Let $$\tag{1} y^2=x^3+Ax+B $$ be an elliptic curve, $A, B$ are integers and $P$ is a point on the curve with rational coordinates. Is there always a point $Q$ such that $[2]Q=P$ such that the $x$-coordinate of $Q$ is rational?
The formula we get form doubling points, tells us coordinates of $Q$ depends on $a$ and the coordinates of $P$, if we put those values in the formula, we get the value of x coordinate of $Q$, and thus get $y$ coordinate of $Q$ from equation $(1)$, , we see from the forumula given below in image, x coordinate of $Q$ is always rational (Given that the x-coordinate of $P$ and $a$ are rational), is it correct? am I missing something ?
Here, $f(x)=y^2.$
Let $E$ be the elliptic curve $y^2=x^3-2x$. Then, one can easily show that $E(\mathbb{Q})\cong \mathbb{Z}/2\mathbb{Z}$, so that the only points on $E$ with rational coordinates are the point $\mathcal{O}$ at infinity and $P=(0,0)$. If there was a point $Q$ with rational coordinates such that $2Q=P$, then $4Q = 2(2Q)=2P=\mathcal{O}$, so the order of $Q$ would be $4$. However, that would imply a few contradictions (with the size of $E(\mathbb{Q})$, with the isomorphism type of the torsion subgroup, etc), so it is impossible, and no such point $Q$ can exist.
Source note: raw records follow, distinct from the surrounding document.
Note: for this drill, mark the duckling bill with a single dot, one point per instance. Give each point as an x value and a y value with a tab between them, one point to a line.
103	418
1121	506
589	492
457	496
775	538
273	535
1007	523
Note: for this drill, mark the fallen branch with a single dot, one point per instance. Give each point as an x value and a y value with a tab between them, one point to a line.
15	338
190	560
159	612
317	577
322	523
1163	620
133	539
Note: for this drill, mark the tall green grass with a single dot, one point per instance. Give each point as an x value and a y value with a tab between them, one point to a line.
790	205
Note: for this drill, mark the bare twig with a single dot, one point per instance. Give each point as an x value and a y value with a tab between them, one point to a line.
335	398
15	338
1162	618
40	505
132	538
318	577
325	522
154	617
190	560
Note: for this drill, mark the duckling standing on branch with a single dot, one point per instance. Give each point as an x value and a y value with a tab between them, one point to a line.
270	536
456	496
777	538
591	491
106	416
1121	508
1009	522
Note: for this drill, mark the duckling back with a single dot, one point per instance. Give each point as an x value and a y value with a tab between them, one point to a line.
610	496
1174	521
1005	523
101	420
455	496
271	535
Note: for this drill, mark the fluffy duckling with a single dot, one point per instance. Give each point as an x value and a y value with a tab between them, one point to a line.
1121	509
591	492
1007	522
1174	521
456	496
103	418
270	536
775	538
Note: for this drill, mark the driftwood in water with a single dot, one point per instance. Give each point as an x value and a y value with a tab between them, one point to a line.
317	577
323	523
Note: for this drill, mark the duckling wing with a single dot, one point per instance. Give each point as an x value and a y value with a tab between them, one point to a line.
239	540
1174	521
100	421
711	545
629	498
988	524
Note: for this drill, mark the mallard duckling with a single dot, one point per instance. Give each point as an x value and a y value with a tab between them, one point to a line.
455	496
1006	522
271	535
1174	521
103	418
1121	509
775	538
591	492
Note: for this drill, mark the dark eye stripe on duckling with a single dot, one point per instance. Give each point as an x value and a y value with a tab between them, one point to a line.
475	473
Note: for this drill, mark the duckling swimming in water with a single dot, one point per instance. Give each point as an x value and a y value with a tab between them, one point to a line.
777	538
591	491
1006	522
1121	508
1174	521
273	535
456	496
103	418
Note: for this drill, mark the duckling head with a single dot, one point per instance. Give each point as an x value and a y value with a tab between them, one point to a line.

Edit to add: the $x$-coordinates of the points of order $4$ on $E$ are given by the quotient of the $4$-division polynomial, by the $2$-division polynomial, which is $$(x^2 - 4x + 2)(x^2 + 2)(x^2 + 4x + 2),$$ and all three irreducible polynomial divisors over $\mathbb{Q}$ are of degree $2$, so no point $Q$ of order $4$ has an $x$-coordinate that is rational.